When Superior Court Judge Michael L. Wolverton rejected this proposed mitigating factor, his comments were terse, but he specifically discussed two factors that struck him as significant: that Michael committed the first-degree sexual assault through a breach of trust (Michael's daughter was the best friend of the victim, L.R., and Michael was a father figure to the victim) and that Michael was so much older than the victim (Michael was 51; his victim was 18).
Applying the clearly erroneous standard of review, we upheld the superior court's rejection of the least serious mitigating factor.

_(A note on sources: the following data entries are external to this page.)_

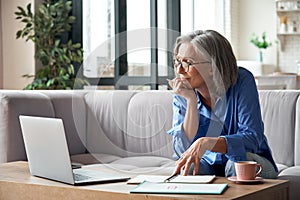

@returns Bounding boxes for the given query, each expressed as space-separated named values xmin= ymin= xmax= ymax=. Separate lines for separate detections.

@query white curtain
xmin=0 ymin=0 xmax=3 ymax=89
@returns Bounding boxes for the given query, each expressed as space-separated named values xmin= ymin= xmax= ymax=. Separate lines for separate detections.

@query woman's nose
xmin=176 ymin=65 xmax=185 ymax=74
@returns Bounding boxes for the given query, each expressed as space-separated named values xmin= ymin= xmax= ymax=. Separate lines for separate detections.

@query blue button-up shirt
xmin=168 ymin=67 xmax=277 ymax=170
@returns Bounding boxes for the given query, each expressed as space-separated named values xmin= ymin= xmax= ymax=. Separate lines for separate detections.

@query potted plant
xmin=250 ymin=32 xmax=272 ymax=63
xmin=15 ymin=0 xmax=88 ymax=89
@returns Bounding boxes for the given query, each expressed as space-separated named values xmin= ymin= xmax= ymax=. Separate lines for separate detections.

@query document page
xmin=127 ymin=175 xmax=216 ymax=184
xmin=130 ymin=181 xmax=227 ymax=194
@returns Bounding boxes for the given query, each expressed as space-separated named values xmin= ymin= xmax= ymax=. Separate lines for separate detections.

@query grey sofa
xmin=0 ymin=90 xmax=300 ymax=199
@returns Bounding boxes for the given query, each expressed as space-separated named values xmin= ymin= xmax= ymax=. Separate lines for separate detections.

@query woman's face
xmin=174 ymin=43 xmax=212 ymax=88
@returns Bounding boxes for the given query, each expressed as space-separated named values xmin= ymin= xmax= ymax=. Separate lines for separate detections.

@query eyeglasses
xmin=174 ymin=58 xmax=210 ymax=72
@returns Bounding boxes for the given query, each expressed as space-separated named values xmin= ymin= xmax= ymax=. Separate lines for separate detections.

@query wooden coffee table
xmin=0 ymin=161 xmax=288 ymax=200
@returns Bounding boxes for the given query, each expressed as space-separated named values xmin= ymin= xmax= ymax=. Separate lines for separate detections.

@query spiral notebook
xmin=130 ymin=181 xmax=228 ymax=194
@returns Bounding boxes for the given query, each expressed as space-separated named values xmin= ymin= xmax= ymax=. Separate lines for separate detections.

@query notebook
xmin=127 ymin=174 xmax=216 ymax=184
xmin=130 ymin=181 xmax=228 ymax=194
xmin=19 ymin=115 xmax=129 ymax=185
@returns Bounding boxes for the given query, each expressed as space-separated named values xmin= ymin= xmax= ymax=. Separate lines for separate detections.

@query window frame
xmin=71 ymin=0 xmax=180 ymax=90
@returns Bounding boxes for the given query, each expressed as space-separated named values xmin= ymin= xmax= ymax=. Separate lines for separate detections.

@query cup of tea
xmin=234 ymin=161 xmax=262 ymax=181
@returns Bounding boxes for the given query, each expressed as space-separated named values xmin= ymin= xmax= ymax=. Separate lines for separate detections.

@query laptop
xmin=19 ymin=115 xmax=129 ymax=185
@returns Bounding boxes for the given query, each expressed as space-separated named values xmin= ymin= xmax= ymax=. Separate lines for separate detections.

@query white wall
xmin=0 ymin=0 xmax=34 ymax=89
xmin=238 ymin=0 xmax=277 ymax=66
xmin=0 ymin=0 xmax=282 ymax=89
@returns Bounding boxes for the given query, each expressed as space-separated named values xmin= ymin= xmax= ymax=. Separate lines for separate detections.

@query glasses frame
xmin=173 ymin=58 xmax=211 ymax=72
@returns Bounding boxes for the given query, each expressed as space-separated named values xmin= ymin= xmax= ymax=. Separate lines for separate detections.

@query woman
xmin=168 ymin=30 xmax=278 ymax=178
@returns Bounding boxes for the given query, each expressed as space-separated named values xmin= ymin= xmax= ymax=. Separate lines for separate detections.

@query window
xmin=180 ymin=0 xmax=224 ymax=34
xmin=73 ymin=0 xmax=224 ymax=89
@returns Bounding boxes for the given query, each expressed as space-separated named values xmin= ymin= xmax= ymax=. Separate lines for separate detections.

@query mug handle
xmin=255 ymin=164 xmax=262 ymax=177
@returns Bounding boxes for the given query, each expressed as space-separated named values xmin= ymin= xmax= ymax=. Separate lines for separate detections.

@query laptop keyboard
xmin=74 ymin=173 xmax=92 ymax=181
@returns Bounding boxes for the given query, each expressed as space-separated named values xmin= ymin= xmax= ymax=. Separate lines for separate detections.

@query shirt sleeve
xmin=168 ymin=96 xmax=191 ymax=159
xmin=221 ymin=73 xmax=264 ymax=161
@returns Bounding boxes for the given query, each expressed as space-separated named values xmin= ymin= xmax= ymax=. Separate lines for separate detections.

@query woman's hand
xmin=173 ymin=138 xmax=206 ymax=176
xmin=173 ymin=137 xmax=227 ymax=176
xmin=167 ymin=77 xmax=196 ymax=100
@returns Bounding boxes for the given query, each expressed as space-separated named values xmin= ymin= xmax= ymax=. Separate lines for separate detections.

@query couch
xmin=0 ymin=90 xmax=300 ymax=199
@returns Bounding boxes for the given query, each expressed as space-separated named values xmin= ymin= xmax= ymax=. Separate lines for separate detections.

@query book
xmin=127 ymin=175 xmax=216 ymax=184
xmin=130 ymin=181 xmax=228 ymax=194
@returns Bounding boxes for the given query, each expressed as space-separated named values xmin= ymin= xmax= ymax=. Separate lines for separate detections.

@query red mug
xmin=234 ymin=161 xmax=262 ymax=181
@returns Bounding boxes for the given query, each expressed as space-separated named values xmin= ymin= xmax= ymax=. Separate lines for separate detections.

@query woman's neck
xmin=197 ymin=87 xmax=216 ymax=110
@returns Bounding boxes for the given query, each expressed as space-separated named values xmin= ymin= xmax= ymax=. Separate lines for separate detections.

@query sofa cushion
xmin=71 ymin=153 xmax=121 ymax=165
xmin=0 ymin=90 xmax=55 ymax=162
xmin=112 ymin=156 xmax=174 ymax=168
xmin=276 ymin=164 xmax=288 ymax=173
xmin=125 ymin=91 xmax=173 ymax=158
xmin=41 ymin=90 xmax=86 ymax=155
xmin=259 ymin=90 xmax=299 ymax=166
xmin=84 ymin=90 xmax=136 ymax=157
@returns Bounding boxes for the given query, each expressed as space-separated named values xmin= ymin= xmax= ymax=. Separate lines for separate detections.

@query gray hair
xmin=174 ymin=30 xmax=238 ymax=96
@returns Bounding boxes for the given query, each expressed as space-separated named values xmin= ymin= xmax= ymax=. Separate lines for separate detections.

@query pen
xmin=164 ymin=174 xmax=178 ymax=183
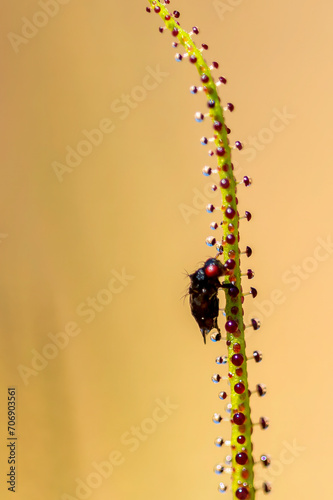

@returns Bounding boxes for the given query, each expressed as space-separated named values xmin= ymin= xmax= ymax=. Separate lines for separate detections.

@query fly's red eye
xmin=205 ymin=264 xmax=221 ymax=278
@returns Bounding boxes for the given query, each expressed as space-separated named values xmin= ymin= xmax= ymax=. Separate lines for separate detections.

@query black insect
xmin=188 ymin=258 xmax=231 ymax=343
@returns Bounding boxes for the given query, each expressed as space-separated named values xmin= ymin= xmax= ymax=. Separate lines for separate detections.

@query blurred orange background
xmin=0 ymin=0 xmax=333 ymax=500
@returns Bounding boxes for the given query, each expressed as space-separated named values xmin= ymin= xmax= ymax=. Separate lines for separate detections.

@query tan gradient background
xmin=0 ymin=0 xmax=333 ymax=500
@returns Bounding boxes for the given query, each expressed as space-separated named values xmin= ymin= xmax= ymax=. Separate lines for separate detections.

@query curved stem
xmin=149 ymin=0 xmax=255 ymax=500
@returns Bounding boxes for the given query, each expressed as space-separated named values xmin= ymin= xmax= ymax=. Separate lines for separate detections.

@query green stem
xmin=149 ymin=0 xmax=255 ymax=500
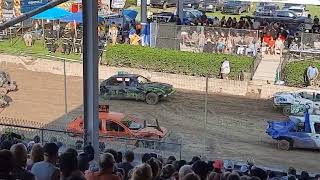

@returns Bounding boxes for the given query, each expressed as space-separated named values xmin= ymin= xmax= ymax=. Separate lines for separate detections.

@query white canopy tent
xmin=235 ymin=0 xmax=320 ymax=5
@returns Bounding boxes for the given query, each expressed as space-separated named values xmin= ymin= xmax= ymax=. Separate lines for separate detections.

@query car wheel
xmin=162 ymin=2 xmax=168 ymax=10
xmin=146 ymin=92 xmax=159 ymax=105
xmin=282 ymin=106 xmax=291 ymax=116
xmin=278 ymin=139 xmax=292 ymax=151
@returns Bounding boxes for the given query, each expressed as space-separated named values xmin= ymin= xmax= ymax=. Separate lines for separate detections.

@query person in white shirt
xmin=220 ymin=58 xmax=230 ymax=79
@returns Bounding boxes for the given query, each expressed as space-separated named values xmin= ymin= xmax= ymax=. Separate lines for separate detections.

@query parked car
xmin=222 ymin=1 xmax=250 ymax=14
xmin=283 ymin=6 xmax=309 ymax=17
xmin=100 ymin=72 xmax=175 ymax=105
xmin=251 ymin=10 xmax=306 ymax=30
xmin=67 ymin=105 xmax=168 ymax=140
xmin=254 ymin=4 xmax=279 ymax=16
xmin=273 ymin=89 xmax=320 ymax=115
xmin=150 ymin=0 xmax=200 ymax=9
xmin=266 ymin=115 xmax=320 ymax=150
xmin=198 ymin=0 xmax=224 ymax=12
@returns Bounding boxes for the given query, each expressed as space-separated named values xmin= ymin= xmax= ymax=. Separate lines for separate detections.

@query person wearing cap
xmin=213 ymin=160 xmax=223 ymax=173
xmin=31 ymin=143 xmax=60 ymax=180
xmin=10 ymin=143 xmax=35 ymax=180
xmin=223 ymin=160 xmax=234 ymax=172
xmin=85 ymin=153 xmax=121 ymax=180
xmin=118 ymin=151 xmax=134 ymax=180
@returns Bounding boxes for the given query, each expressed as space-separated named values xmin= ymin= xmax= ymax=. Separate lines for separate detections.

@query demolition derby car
xmin=100 ymin=72 xmax=175 ymax=105
xmin=273 ymin=89 xmax=320 ymax=115
xmin=67 ymin=105 xmax=168 ymax=140
xmin=266 ymin=114 xmax=320 ymax=150
xmin=0 ymin=70 xmax=18 ymax=108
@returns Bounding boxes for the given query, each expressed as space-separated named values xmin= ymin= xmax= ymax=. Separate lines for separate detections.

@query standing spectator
xmin=78 ymin=153 xmax=89 ymax=173
xmin=307 ymin=64 xmax=319 ymax=86
xmin=85 ymin=153 xmax=121 ymax=180
xmin=10 ymin=143 xmax=35 ymax=180
xmin=131 ymin=163 xmax=152 ymax=180
xmin=179 ymin=165 xmax=194 ymax=179
xmin=27 ymin=144 xmax=44 ymax=171
xmin=31 ymin=143 xmax=60 ymax=180
xmin=118 ymin=151 xmax=134 ymax=180
xmin=220 ymin=58 xmax=230 ymax=79
xmin=203 ymin=38 xmax=214 ymax=53
xmin=226 ymin=17 xmax=232 ymax=28
xmin=304 ymin=14 xmax=313 ymax=33
xmin=220 ymin=16 xmax=226 ymax=27
xmin=83 ymin=145 xmax=99 ymax=172
xmin=59 ymin=152 xmax=85 ymax=180
xmin=109 ymin=22 xmax=118 ymax=45
xmin=0 ymin=150 xmax=15 ymax=180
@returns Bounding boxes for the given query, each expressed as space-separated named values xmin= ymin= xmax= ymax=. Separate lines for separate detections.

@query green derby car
xmin=100 ymin=73 xmax=175 ymax=105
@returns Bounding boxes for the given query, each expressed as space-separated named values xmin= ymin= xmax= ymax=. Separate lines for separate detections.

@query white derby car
xmin=273 ymin=89 xmax=320 ymax=115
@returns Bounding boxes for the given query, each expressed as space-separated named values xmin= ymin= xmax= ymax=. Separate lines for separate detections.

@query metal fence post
xmin=41 ymin=129 xmax=44 ymax=145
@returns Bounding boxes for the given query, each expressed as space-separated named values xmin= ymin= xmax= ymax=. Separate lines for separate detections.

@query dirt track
xmin=0 ymin=64 xmax=320 ymax=171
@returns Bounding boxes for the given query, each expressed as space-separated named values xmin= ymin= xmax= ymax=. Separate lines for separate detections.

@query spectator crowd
xmin=0 ymin=133 xmax=320 ymax=180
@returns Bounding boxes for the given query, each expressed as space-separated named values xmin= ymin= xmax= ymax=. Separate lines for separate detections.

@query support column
xmin=177 ymin=0 xmax=183 ymax=24
xmin=140 ymin=0 xmax=148 ymax=46
xmin=82 ymin=0 xmax=99 ymax=159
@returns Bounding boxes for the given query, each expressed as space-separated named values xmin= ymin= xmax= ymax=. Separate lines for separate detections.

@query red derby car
xmin=67 ymin=105 xmax=168 ymax=140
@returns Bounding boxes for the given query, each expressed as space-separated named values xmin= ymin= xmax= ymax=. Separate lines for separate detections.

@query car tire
xmin=282 ymin=106 xmax=291 ymax=116
xmin=162 ymin=2 xmax=168 ymax=10
xmin=278 ymin=139 xmax=292 ymax=151
xmin=146 ymin=92 xmax=159 ymax=105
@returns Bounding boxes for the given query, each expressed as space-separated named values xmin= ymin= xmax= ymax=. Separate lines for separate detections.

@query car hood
xmin=266 ymin=119 xmax=296 ymax=139
xmin=142 ymin=82 xmax=172 ymax=91
xmin=135 ymin=127 xmax=168 ymax=139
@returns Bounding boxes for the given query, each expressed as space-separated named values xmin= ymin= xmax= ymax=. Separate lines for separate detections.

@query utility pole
xmin=82 ymin=0 xmax=99 ymax=159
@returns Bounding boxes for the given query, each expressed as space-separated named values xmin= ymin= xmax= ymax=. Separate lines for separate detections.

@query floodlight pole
xmin=82 ymin=0 xmax=99 ymax=159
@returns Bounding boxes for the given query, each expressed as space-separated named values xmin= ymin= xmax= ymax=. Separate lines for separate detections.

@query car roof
xmin=112 ymin=74 xmax=141 ymax=78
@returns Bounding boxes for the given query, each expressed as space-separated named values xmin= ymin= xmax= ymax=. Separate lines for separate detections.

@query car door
xmin=313 ymin=92 xmax=320 ymax=115
xmin=310 ymin=122 xmax=320 ymax=149
xmin=105 ymin=119 xmax=126 ymax=137
xmin=126 ymin=77 xmax=144 ymax=100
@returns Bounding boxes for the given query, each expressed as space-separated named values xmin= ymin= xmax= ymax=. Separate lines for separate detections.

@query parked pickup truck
xmin=266 ymin=113 xmax=320 ymax=150
xmin=251 ymin=10 xmax=306 ymax=30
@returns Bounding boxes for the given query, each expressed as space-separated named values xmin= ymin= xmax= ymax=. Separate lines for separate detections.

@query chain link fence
xmin=155 ymin=24 xmax=260 ymax=56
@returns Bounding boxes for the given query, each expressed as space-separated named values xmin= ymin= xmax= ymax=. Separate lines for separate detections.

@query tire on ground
xmin=146 ymin=92 xmax=159 ymax=105
xmin=278 ymin=139 xmax=292 ymax=151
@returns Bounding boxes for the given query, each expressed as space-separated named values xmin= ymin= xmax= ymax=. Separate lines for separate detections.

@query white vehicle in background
xmin=273 ymin=89 xmax=320 ymax=116
xmin=283 ymin=5 xmax=309 ymax=17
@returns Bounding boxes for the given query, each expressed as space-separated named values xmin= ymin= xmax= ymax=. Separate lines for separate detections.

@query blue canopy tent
xmin=122 ymin=9 xmax=138 ymax=20
xmin=32 ymin=7 xmax=71 ymax=20
xmin=60 ymin=12 xmax=104 ymax=23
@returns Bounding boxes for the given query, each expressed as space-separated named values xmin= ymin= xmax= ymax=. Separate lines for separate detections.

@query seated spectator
xmin=131 ymin=163 xmax=152 ymax=180
xmin=83 ymin=145 xmax=99 ymax=172
xmin=275 ymin=36 xmax=284 ymax=55
xmin=227 ymin=172 xmax=240 ymax=180
xmin=10 ymin=143 xmax=35 ymax=180
xmin=85 ymin=153 xmax=121 ymax=180
xmin=182 ymin=173 xmax=200 ymax=180
xmin=78 ymin=153 xmax=89 ymax=173
xmin=27 ymin=144 xmax=44 ymax=171
xmin=179 ymin=165 xmax=194 ymax=179
xmin=160 ymin=164 xmax=178 ymax=179
xmin=147 ymin=157 xmax=160 ymax=180
xmin=118 ymin=151 xmax=134 ymax=180
xmin=31 ymin=143 xmax=60 ymax=180
xmin=0 ymin=149 xmax=15 ymax=180
xmin=59 ymin=150 xmax=85 ymax=180
xmin=192 ymin=161 xmax=208 ymax=180
xmin=212 ymin=160 xmax=223 ymax=173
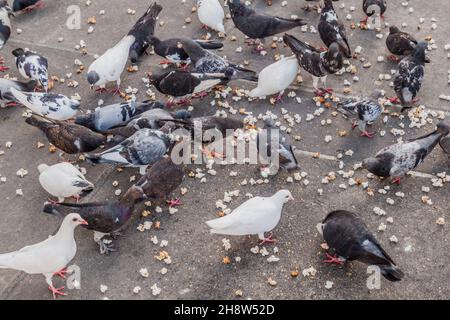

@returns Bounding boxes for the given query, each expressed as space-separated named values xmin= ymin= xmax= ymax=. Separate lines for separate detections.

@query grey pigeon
xmin=228 ymin=0 xmax=307 ymax=50
xmin=181 ymin=38 xmax=258 ymax=82
xmin=337 ymin=90 xmax=383 ymax=138
xmin=86 ymin=129 xmax=171 ymax=175
xmin=390 ymin=42 xmax=428 ymax=111
xmin=256 ymin=117 xmax=300 ymax=175
xmin=43 ymin=186 xmax=143 ymax=254
xmin=283 ymin=34 xmax=344 ymax=95
xmin=317 ymin=0 xmax=352 ymax=58
xmin=75 ymin=101 xmax=164 ymax=132
xmin=319 ymin=210 xmax=404 ymax=281
xmin=12 ymin=48 xmax=48 ymax=92
xmin=363 ymin=122 xmax=450 ymax=184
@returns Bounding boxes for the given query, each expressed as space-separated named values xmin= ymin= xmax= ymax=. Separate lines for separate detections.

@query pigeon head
xmin=87 ymin=71 xmax=100 ymax=85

See id. at 13, 2002 WL 2015287 at *6.
The supreme court described Michael's conduct and offense as follows:
L.R. . . . was a close friend of Michael's daughter. The night before she left Anchorage for college, L.R. and Michael's daughter got together with some friends, where L.R. drank some alcohol. The two returned to the Michael house early in the morning of August 16, 1998. L.R. went to bed in a downstairs guestroom. Before she fell asleep, Michael got into the bed with her. He then reached under her shirt and touched her breasts. L.R. said no and "nudg[ed] him away," but Michael persisted. He then pulled down L.R.'s shorts and underwear and penetrated her with his fingers. The penetration lasted, according to L.R.'s testimony, "[t]en seconds, five seconds," and involved "[o]ne, maybe two" fingers. L.R. continued to tell Michael to stop and elbowed him. He stopped the penetration, but returned to touching her breasts. L.R. continued to protest and then "nudged him pretty hard with [her] elbow." Michael then stopped, kissed her on the cheek again, apologized, and left. There was no allegation that physical force was used.
Michael, 115 P.3d at 518.
The supreme court also noted the superior court's findings that Michael was a veteran with a steady employment record, had no previous criminal history, and had excellent prospects for rehabilitation. The supreme court apparently concluded that the relationship of trust between Michael and his victim and the age difference were outweighed by favorable factors.
Id.
Id. at 521.
Given these facts, we conclude that Michael has sustained his burden of proof on the least serious mitigating factor. Accordingly, we vacate Michael's sentence on first-degree sexual assault and remand the case to the superior court for resentencing. We do not retain jurisdiction.
Conclusion
Michael's sentence for first-degree sexual assault is VACATED. The superior court shall resentence Michael for this offense.